Not even a telethon can keep Mueller's ghost at bay as The President Show returns
The last time we saw Anthony Atamanuik’s uncannily buffoonish Donald Trump on The President Show (his boastful Christmas special I Came Up With Christmas: A President Show Christmas notwithstanding), he was unsuccessfully fleeing the daily scandals, resignations, firings, legislative failures, pesky press questions, and crumbling alibis of his life in the White House. At least he tried to, as Atamanuik took his Trump on an ultimately fruitless quest for peace deep inside his own mind. (Or, at least as deep as such a journey could be.) Only finding critics therein like Keith Olbermann and Lewis Black, alongside whatever ragged tatters of self-awareness and conscience still flap pitifully in the wind whistling thr o ugh his ears, Trump remained trapped . Well, on Make America Great-A-Thon: A President Show Special, Tuesday’s one-hour return of this anarchically funny and biting Comedy Central series, not even a feel-good telethon meant to prop up Trump’s flagging ego and chances of continued employment could turn the tide. Especially since Atamanuik’s Trump, as ever, couldn’t focus long enough to settle on just what the telethon was for.
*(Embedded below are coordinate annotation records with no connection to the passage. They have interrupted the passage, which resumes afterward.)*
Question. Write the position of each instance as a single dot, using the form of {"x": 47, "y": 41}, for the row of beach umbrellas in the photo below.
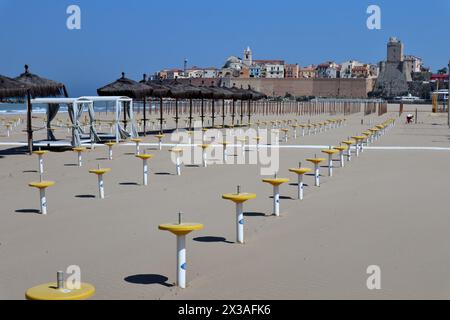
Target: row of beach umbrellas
{"x": 28, "y": 86}
{"x": 178, "y": 90}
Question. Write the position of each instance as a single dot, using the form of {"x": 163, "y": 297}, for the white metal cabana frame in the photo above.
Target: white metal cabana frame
{"x": 119, "y": 107}
{"x": 75, "y": 109}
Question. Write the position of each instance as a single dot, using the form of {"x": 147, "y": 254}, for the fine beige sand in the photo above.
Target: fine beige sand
{"x": 387, "y": 208}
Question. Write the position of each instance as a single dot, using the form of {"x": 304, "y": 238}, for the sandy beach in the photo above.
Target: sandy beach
{"x": 386, "y": 208}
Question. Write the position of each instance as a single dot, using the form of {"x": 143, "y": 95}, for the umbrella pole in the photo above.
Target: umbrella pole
{"x": 190, "y": 114}
{"x": 249, "y": 111}
{"x": 242, "y": 112}
{"x": 29, "y": 129}
{"x": 160, "y": 115}
{"x": 223, "y": 113}
{"x": 176, "y": 113}
{"x": 203, "y": 113}
{"x": 213, "y": 115}
{"x": 145, "y": 117}
{"x": 125, "y": 116}
{"x": 233, "y": 112}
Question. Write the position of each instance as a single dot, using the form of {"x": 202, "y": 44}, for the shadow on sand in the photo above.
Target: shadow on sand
{"x": 148, "y": 279}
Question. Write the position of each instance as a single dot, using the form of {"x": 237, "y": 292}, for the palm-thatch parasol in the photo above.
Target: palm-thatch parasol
{"x": 38, "y": 87}
{"x": 186, "y": 91}
{"x": 127, "y": 88}
{"x": 255, "y": 95}
{"x": 158, "y": 91}
{"x": 10, "y": 88}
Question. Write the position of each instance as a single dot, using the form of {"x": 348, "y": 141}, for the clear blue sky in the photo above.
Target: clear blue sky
{"x": 137, "y": 36}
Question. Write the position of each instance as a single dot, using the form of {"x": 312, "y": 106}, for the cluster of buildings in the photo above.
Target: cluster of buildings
{"x": 399, "y": 74}
{"x": 247, "y": 67}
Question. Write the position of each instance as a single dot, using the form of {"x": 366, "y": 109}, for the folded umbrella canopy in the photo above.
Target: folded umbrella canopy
{"x": 158, "y": 91}
{"x": 127, "y": 88}
{"x": 10, "y": 88}
{"x": 182, "y": 90}
{"x": 40, "y": 87}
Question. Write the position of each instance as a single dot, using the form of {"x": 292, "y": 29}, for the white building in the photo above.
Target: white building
{"x": 347, "y": 68}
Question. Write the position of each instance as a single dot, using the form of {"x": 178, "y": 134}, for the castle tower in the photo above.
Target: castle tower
{"x": 395, "y": 50}
{"x": 248, "y": 57}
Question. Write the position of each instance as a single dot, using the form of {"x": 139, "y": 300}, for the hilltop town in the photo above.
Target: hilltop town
{"x": 399, "y": 74}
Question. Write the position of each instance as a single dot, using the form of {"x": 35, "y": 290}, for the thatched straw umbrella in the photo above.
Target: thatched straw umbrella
{"x": 10, "y": 88}
{"x": 38, "y": 87}
{"x": 207, "y": 93}
{"x": 255, "y": 95}
{"x": 238, "y": 94}
{"x": 224, "y": 94}
{"x": 128, "y": 88}
{"x": 186, "y": 91}
{"x": 160, "y": 91}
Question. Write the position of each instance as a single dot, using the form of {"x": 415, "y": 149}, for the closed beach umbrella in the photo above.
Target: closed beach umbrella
{"x": 126, "y": 87}
{"x": 10, "y": 88}
{"x": 161, "y": 91}
{"x": 38, "y": 87}
{"x": 158, "y": 91}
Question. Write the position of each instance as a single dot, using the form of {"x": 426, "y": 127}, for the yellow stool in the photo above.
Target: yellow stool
{"x": 316, "y": 161}
{"x": 144, "y": 158}
{"x": 330, "y": 152}
{"x": 100, "y": 172}
{"x": 181, "y": 230}
{"x": 276, "y": 183}
{"x": 239, "y": 199}
{"x": 79, "y": 151}
{"x": 300, "y": 174}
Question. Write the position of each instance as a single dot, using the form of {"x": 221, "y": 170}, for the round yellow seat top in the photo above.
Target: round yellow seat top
{"x": 330, "y": 151}
{"x": 276, "y": 182}
{"x": 100, "y": 171}
{"x": 40, "y": 152}
{"x": 49, "y": 291}
{"x": 181, "y": 229}
{"x": 239, "y": 198}
{"x": 176, "y": 150}
{"x": 300, "y": 171}
{"x": 144, "y": 156}
{"x": 42, "y": 184}
{"x": 341, "y": 148}
{"x": 316, "y": 160}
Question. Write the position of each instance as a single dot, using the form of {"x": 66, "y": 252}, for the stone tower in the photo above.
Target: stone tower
{"x": 394, "y": 75}
{"x": 395, "y": 50}
{"x": 248, "y": 57}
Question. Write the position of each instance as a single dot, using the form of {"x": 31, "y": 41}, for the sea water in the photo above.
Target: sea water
{"x": 21, "y": 108}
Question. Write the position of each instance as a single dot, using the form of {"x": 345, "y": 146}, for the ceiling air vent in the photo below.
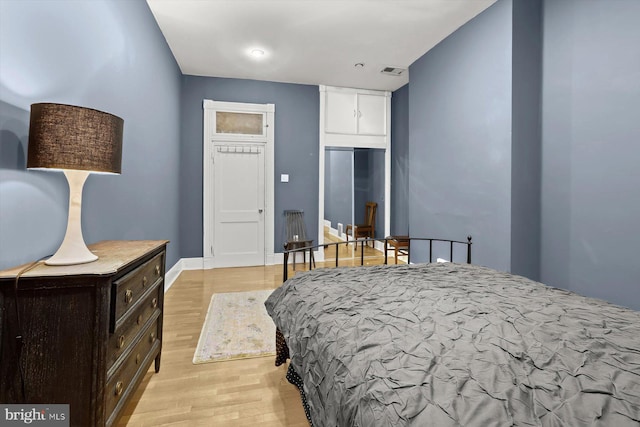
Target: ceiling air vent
{"x": 393, "y": 71}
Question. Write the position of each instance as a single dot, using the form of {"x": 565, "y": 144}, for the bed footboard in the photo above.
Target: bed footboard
{"x": 282, "y": 351}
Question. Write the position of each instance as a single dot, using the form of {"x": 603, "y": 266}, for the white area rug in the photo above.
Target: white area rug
{"x": 237, "y": 326}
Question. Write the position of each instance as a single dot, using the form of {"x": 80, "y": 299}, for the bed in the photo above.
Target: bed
{"x": 448, "y": 344}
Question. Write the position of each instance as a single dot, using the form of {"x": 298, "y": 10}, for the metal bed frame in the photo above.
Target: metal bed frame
{"x": 285, "y": 272}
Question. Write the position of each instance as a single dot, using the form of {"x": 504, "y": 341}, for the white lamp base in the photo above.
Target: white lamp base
{"x": 73, "y": 250}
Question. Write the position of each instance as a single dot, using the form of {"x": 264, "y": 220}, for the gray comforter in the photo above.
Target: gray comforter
{"x": 455, "y": 344}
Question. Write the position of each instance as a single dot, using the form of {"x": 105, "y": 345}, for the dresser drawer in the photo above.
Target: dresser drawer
{"x": 131, "y": 324}
{"x": 131, "y": 287}
{"x": 122, "y": 381}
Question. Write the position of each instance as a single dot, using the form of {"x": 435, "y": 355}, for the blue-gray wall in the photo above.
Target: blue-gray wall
{"x": 591, "y": 148}
{"x": 338, "y": 178}
{"x": 460, "y": 138}
{"x": 296, "y": 150}
{"x": 400, "y": 162}
{"x": 361, "y": 183}
{"x": 525, "y": 144}
{"x": 104, "y": 54}
{"x": 376, "y": 187}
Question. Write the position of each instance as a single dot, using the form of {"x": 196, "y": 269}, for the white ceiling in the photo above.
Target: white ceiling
{"x": 308, "y": 41}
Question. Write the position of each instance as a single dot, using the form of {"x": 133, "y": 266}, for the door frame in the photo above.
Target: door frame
{"x": 209, "y": 139}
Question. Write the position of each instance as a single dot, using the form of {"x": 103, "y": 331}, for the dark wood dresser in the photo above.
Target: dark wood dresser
{"x": 89, "y": 331}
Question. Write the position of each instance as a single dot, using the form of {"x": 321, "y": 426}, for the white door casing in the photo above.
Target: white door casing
{"x": 235, "y": 232}
{"x": 238, "y": 205}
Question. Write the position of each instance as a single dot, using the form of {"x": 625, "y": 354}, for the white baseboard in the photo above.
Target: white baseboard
{"x": 184, "y": 264}
{"x": 180, "y": 266}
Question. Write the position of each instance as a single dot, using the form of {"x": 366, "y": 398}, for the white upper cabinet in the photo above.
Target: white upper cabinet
{"x": 355, "y": 112}
{"x": 341, "y": 110}
{"x": 372, "y": 114}
{"x": 355, "y": 117}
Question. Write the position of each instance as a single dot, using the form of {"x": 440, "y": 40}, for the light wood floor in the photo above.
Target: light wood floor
{"x": 230, "y": 393}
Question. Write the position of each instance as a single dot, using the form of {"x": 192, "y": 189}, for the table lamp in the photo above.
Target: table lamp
{"x": 76, "y": 141}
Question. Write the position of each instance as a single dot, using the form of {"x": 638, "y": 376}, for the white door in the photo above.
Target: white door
{"x": 239, "y": 194}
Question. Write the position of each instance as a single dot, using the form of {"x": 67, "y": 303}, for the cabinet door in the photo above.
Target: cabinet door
{"x": 340, "y": 110}
{"x": 372, "y": 119}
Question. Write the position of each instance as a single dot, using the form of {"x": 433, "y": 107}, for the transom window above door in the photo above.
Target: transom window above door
{"x": 240, "y": 124}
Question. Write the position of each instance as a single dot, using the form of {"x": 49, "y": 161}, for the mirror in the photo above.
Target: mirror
{"x": 352, "y": 177}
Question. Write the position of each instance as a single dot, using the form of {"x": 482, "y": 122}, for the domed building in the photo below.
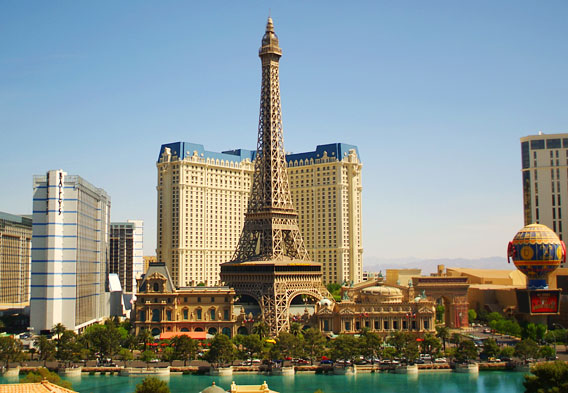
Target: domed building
{"x": 380, "y": 308}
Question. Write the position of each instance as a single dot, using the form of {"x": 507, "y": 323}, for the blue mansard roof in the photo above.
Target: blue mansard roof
{"x": 186, "y": 149}
{"x": 338, "y": 150}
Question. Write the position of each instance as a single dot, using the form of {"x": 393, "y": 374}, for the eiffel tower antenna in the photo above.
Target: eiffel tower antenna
{"x": 271, "y": 263}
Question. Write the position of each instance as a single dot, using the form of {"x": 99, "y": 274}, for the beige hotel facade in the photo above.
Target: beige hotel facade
{"x": 202, "y": 199}
{"x": 545, "y": 181}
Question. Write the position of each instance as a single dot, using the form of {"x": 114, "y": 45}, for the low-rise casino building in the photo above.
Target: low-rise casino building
{"x": 380, "y": 308}
{"x": 163, "y": 308}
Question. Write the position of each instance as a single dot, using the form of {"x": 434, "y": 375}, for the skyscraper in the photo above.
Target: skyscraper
{"x": 15, "y": 261}
{"x": 69, "y": 278}
{"x": 125, "y": 259}
{"x": 545, "y": 180}
{"x": 203, "y": 195}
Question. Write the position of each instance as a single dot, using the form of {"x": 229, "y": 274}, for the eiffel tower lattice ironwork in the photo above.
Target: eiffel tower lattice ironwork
{"x": 271, "y": 263}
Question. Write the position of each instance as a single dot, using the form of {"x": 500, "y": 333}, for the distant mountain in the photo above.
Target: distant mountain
{"x": 375, "y": 264}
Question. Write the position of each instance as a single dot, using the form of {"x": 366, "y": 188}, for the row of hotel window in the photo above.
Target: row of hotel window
{"x": 157, "y": 315}
{"x": 347, "y": 325}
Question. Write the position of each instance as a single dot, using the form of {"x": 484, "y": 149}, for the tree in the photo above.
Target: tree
{"x": 221, "y": 351}
{"x": 526, "y": 349}
{"x": 43, "y": 373}
{"x": 58, "y": 330}
{"x": 466, "y": 350}
{"x": 103, "y": 339}
{"x": 251, "y": 344}
{"x": 287, "y": 344}
{"x": 260, "y": 328}
{"x": 507, "y": 352}
{"x": 295, "y": 328}
{"x": 440, "y": 312}
{"x": 345, "y": 347}
{"x": 430, "y": 344}
{"x": 68, "y": 347}
{"x": 185, "y": 348}
{"x": 549, "y": 377}
{"x": 152, "y": 385}
{"x": 169, "y": 355}
{"x": 144, "y": 337}
{"x": 490, "y": 348}
{"x": 399, "y": 340}
{"x": 471, "y": 315}
{"x": 389, "y": 353}
{"x": 125, "y": 355}
{"x": 10, "y": 350}
{"x": 546, "y": 352}
{"x": 370, "y": 344}
{"x": 46, "y": 349}
{"x": 147, "y": 356}
{"x": 456, "y": 338}
{"x": 314, "y": 344}
{"x": 443, "y": 334}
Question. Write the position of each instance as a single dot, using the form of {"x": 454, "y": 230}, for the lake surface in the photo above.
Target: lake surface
{"x": 425, "y": 382}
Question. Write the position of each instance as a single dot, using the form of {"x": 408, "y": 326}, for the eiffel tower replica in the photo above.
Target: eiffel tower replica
{"x": 271, "y": 263}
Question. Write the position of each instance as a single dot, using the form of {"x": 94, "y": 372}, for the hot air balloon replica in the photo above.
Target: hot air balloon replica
{"x": 537, "y": 251}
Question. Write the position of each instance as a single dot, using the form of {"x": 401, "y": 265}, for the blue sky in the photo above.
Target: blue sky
{"x": 436, "y": 95}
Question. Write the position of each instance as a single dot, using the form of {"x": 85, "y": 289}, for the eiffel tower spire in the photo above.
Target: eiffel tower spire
{"x": 271, "y": 224}
{"x": 271, "y": 264}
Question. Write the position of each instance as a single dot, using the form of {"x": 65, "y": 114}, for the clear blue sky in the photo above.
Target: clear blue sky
{"x": 436, "y": 94}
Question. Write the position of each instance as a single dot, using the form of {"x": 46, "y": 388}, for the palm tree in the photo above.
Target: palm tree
{"x": 260, "y": 328}
{"x": 295, "y": 328}
{"x": 443, "y": 334}
{"x": 58, "y": 329}
{"x": 144, "y": 337}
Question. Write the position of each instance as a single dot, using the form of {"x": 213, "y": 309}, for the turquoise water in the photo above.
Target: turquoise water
{"x": 435, "y": 382}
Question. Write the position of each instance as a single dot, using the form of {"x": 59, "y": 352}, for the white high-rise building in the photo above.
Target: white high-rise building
{"x": 69, "y": 278}
{"x": 545, "y": 181}
{"x": 203, "y": 196}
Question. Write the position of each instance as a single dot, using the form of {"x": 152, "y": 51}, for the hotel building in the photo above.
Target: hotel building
{"x": 69, "y": 277}
{"x": 126, "y": 259}
{"x": 15, "y": 260}
{"x": 203, "y": 195}
{"x": 545, "y": 181}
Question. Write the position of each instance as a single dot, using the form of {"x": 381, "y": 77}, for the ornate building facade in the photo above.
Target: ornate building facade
{"x": 162, "y": 308}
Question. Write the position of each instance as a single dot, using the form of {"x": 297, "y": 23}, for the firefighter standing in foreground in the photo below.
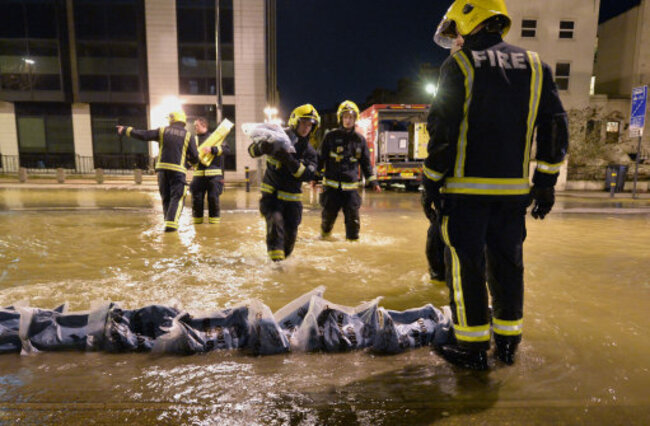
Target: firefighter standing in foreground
{"x": 492, "y": 96}
{"x": 207, "y": 179}
{"x": 177, "y": 148}
{"x": 342, "y": 152}
{"x": 281, "y": 203}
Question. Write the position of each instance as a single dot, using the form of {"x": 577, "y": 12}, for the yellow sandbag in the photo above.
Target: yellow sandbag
{"x": 215, "y": 139}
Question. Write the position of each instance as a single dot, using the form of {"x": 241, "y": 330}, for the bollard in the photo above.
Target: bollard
{"x": 612, "y": 184}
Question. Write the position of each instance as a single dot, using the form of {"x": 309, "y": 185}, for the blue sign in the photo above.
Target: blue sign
{"x": 639, "y": 105}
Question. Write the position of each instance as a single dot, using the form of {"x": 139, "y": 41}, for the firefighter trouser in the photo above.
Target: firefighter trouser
{"x": 435, "y": 250}
{"x": 173, "y": 189}
{"x": 484, "y": 239}
{"x": 282, "y": 220}
{"x": 332, "y": 200}
{"x": 213, "y": 186}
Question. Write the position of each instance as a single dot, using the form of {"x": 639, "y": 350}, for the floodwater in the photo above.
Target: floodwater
{"x": 583, "y": 360}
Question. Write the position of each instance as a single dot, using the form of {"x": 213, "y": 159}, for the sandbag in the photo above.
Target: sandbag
{"x": 269, "y": 132}
{"x": 129, "y": 330}
{"x": 413, "y": 328}
{"x": 222, "y": 330}
{"x": 50, "y": 330}
{"x": 335, "y": 328}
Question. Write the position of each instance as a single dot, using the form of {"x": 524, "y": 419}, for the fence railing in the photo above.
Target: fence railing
{"x": 114, "y": 164}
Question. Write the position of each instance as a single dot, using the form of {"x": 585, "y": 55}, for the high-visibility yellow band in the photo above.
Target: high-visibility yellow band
{"x": 456, "y": 280}
{"x": 533, "y": 104}
{"x": 276, "y": 254}
{"x": 480, "y": 333}
{"x": 289, "y": 196}
{"x": 549, "y": 168}
{"x": 432, "y": 174}
{"x": 507, "y": 328}
{"x": 343, "y": 185}
{"x": 486, "y": 186}
{"x": 468, "y": 71}
{"x": 208, "y": 172}
{"x": 170, "y": 166}
{"x": 300, "y": 170}
{"x": 336, "y": 156}
{"x": 273, "y": 162}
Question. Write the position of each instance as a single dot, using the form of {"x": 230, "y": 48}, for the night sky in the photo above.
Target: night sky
{"x": 333, "y": 50}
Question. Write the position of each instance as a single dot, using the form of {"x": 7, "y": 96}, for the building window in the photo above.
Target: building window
{"x": 562, "y": 74}
{"x": 118, "y": 152}
{"x": 612, "y": 131}
{"x": 529, "y": 28}
{"x": 45, "y": 138}
{"x": 197, "y": 48}
{"x": 210, "y": 113}
{"x": 110, "y": 50}
{"x": 566, "y": 29}
{"x": 30, "y": 64}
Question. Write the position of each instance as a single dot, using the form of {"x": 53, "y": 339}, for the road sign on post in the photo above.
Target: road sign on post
{"x": 637, "y": 123}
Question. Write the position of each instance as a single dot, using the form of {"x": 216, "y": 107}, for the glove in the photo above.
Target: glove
{"x": 283, "y": 156}
{"x": 266, "y": 147}
{"x": 543, "y": 199}
{"x": 431, "y": 195}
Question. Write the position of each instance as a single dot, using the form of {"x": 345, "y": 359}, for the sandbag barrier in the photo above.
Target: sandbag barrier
{"x": 308, "y": 324}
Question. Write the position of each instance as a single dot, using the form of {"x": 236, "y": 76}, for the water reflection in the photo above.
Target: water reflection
{"x": 583, "y": 359}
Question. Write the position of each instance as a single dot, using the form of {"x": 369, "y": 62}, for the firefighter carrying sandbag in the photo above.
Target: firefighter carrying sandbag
{"x": 281, "y": 202}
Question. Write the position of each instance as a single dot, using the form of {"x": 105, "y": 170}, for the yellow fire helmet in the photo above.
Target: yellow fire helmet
{"x": 304, "y": 111}
{"x": 464, "y": 16}
{"x": 346, "y": 106}
{"x": 177, "y": 116}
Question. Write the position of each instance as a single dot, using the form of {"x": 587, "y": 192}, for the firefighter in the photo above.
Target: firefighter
{"x": 342, "y": 153}
{"x": 177, "y": 148}
{"x": 207, "y": 179}
{"x": 492, "y": 98}
{"x": 281, "y": 187}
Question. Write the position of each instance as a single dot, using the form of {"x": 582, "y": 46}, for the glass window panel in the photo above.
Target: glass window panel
{"x": 59, "y": 134}
{"x": 122, "y": 18}
{"x": 566, "y": 25}
{"x": 41, "y": 20}
{"x": 191, "y": 26}
{"x": 12, "y": 21}
{"x": 125, "y": 83}
{"x": 90, "y": 21}
{"x": 562, "y": 69}
{"x": 46, "y": 82}
{"x": 93, "y": 83}
{"x": 31, "y": 134}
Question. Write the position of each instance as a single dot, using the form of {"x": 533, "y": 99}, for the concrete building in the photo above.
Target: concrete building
{"x": 71, "y": 70}
{"x": 622, "y": 63}
{"x": 563, "y": 32}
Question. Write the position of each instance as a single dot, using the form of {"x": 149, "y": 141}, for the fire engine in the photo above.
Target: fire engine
{"x": 397, "y": 139}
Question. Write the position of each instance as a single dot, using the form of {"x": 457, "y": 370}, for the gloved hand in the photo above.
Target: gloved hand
{"x": 543, "y": 199}
{"x": 283, "y": 156}
{"x": 266, "y": 147}
{"x": 431, "y": 195}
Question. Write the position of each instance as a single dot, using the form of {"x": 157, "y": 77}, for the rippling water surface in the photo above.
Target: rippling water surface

With Peter Grosz’s always-pained, performatively straight-man Mike Pence wincing the whole way, Atamanuik’s POTUS bragged, blustered, and bumbled his way through appeals for support of: his superfluously racist Game Of Thrones wall; infrastructure; golf course development (and kids with cancer or something); porn star payoffs; Pence’s pet charity the “Straight Scouts;” and, finally, just enough go-bag money to flee the closing-in Robert Mueller. (With a plan to dump Adam Pally’s insufferably incompetent Don Jr. on a Cayman Islands runway along the way.) But, even with Kathy Griffin’s soullessly spinning Kellyanne Conway doing her damnedest to keep reality at bay, Trump, once more, found himself unable to find even imaginary refuge from his nemesis, Robert Mueller.
Played by an unrecognizable Griffin Dunne, Trump’s mental Mueller was a terrifying, hectoring figure, taunting the terrified Trump with past humiliations and coming subpoenas. Atamanuik’s greatest gift as a Trump impressionist is his commitment to portraying the thoroughly debased humanity inside “the 45th and final President of the United States” (as the show traditionally introduces him). Here, in a phantasmagorical black-and-white art film of a nightmare, Trump’s dimness seems impenetrable at first. (“Whoa, it’s a mirror-face guy!,” he exclaims delightedly at the sight of one spectral tormentor.) But Dunne’s Mueller manages to break through even this Trump’s own desperately constructed wall of willful, egomaniac cluelessness, probing Trump’s mommy and daddy issues, the fact that women don’t actually like sleeping with him, and, most cripplingly, the prospect of creepily worshipped daughter Ivanka eventually turning on him just like everyone else in his administration. When Trump awakens to an FBI raid (after slipping into some Hitlerian bunker ranting), it’s almost a relief.
Look for at least one more hour-long President Show special later this year.